Despite COVID-19 levels that would trigger restrictions on businesses and gatherings under Oahu’s reopening plan, Honolulu will maintain current restrictions in Tier 3, Mayor Rick Blangiardi announced on Thursday.

Blangiardi’s administration met with Gov. David Ige and public health experts on Thursday morning to discuss a request from the mayor to modify the tier system metrics, the mayor’s office said in a press release.

Blangiardi and Ige agreed that the island would stay the course in Tier 3 for another four weeks while the county and state work together on a way to incorporate vaccination counts into the tier system.

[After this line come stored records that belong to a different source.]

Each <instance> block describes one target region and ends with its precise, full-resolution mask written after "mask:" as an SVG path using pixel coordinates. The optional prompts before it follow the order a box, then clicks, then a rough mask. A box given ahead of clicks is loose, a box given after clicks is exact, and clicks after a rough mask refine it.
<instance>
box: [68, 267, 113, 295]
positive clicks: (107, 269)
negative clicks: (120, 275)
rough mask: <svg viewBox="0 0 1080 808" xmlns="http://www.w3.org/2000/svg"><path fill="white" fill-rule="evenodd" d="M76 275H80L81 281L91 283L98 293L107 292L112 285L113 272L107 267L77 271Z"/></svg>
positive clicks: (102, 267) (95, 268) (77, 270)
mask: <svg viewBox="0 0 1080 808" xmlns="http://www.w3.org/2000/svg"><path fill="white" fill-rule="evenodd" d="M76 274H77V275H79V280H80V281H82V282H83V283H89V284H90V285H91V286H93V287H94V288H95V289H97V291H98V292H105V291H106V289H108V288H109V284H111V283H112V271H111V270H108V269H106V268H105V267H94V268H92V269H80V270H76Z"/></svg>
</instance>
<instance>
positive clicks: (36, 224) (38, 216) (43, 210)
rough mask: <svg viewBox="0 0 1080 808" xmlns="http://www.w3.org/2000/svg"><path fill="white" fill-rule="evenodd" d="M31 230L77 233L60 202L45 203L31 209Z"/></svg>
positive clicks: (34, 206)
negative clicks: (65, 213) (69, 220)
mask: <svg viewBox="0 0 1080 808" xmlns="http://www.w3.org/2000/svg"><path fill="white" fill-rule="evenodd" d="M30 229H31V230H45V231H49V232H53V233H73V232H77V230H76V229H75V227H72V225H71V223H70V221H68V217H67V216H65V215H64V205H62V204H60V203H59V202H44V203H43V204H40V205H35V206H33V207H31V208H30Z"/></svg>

Mayor RIck Blangiardi looks on with Speaker Saiki during a press conference announcing the repair of streets in Kakaako that were previously privately owned.
Mayor Rick Blangiardi has made clear he doesn’t want to go back to Tier 2. Cory Lum/Civil Beat/2021

This is not the first time Blangiardi has bucked the tier system created by the administration of his predecessor Kirk Caldwell. Blangiardi requested a modification from Ige last month to keep Oahu in Tier 3 instead of a return to Tier 2.

Under Tier 2, social get-togethers would be reduced from 10 people to five; outdoor organized sports, which just resumed, would be shut down again; retail operations and spiritual services would be limited to half capacity; and the capacity of gyms would be reduced from half to a quarter, among other restrictions.

The mayor has also adjusted the Caldwell era rules to allow the reopening of bars, funerals, conventions and outdoor weddings.

Oahu had 60 new cases as of May 4, according to The seven-day average is 67 cases, and the test positivity rate is 2.2%.

In a statement, the mayor urged eligible residents to get vaccinated as soon as possible.

“The health of Oahu’s residents and economy are directly tied to the resistance of our island community to the spread of COVID-19,” he said.

“The opening of Oahu’s economy depends on a high percentage of our resident population obtaining immunity. We are aiming at a minimum target of 70% of all residents being fully vaccinated. The sooner we get vaccinated, the sooner we can protect our resident population and reopen Oahu’s economy.”